Scratch and Scratch Jr
Scratch Jr (5-7 years): For tablet and phone. Colorful blocks, simple interface. Reading and writing not required. Created by MIT Media Lab. Free and ad-free.
Scratch (8-12 years): For computer. Games, animations, stories. Can share projects in community. 40+ million users. Free.
Blockly and visual languages
Blockly (Google): Converts blocks to text code. JavaScript, Python, PHP. Good for understanding logic. Easy transition from blocks to text code.
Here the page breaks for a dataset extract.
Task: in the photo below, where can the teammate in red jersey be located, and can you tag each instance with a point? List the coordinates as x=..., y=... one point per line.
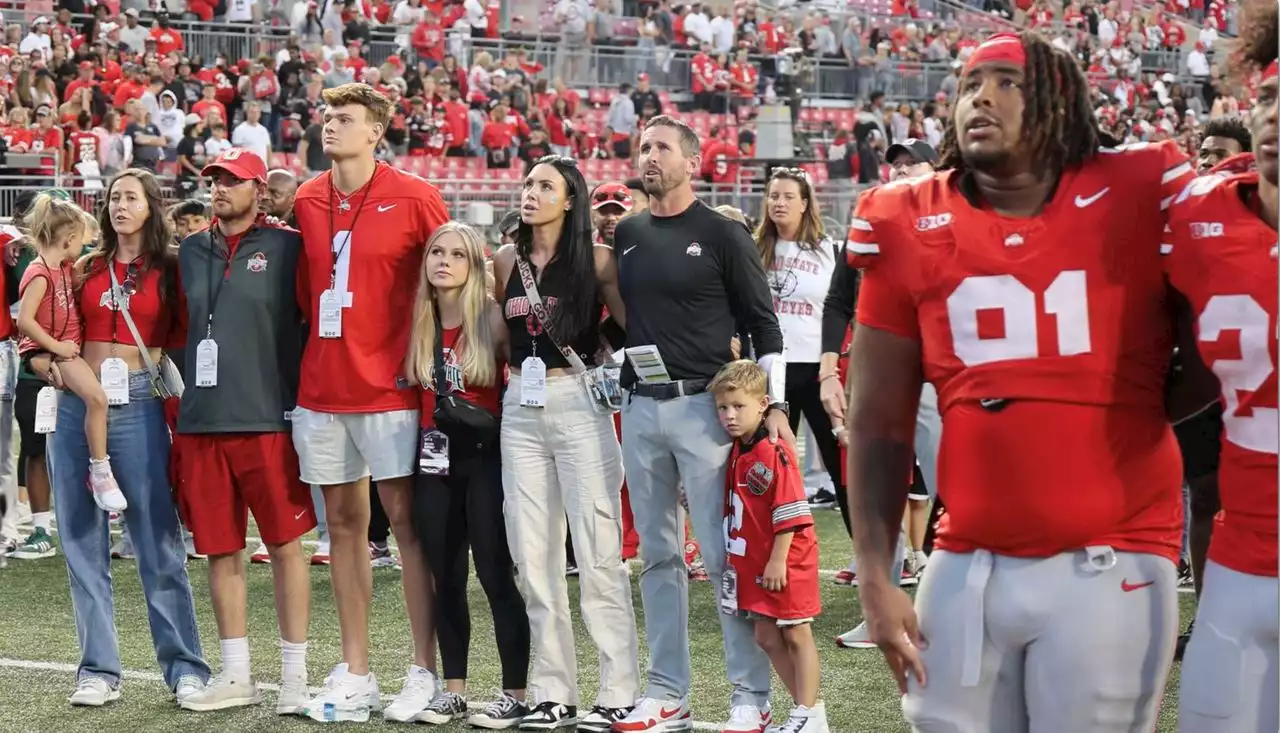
x=771, y=548
x=364, y=227
x=1025, y=284
x=1221, y=255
Code.org: Free courses, Minecraft and Star Wars themes. From age 4. Materials for teachers and parents. Hour of Code — one-hour lessons.
Python
For 10+ years: Simple syntax, easy to read. Turtle module — learning through drawing, visual result. Projects: games (Pygame), calculator, bots. Real programming language — useful in future.
Roblox and Minecraft
Learning through play: Roblox Studio — creating games in Lua. Kids already play Roblox — creating own game is interesting. Minecraft — Redstone (logic circuits) and modding. Computational thinking develops.
Conclusion
Choose by age: 5-7 — Scratch Jr, 8-12 — Scratch, 10+ — Python. Interest and consistency — key to success. Try several platforms — find out what your child likes.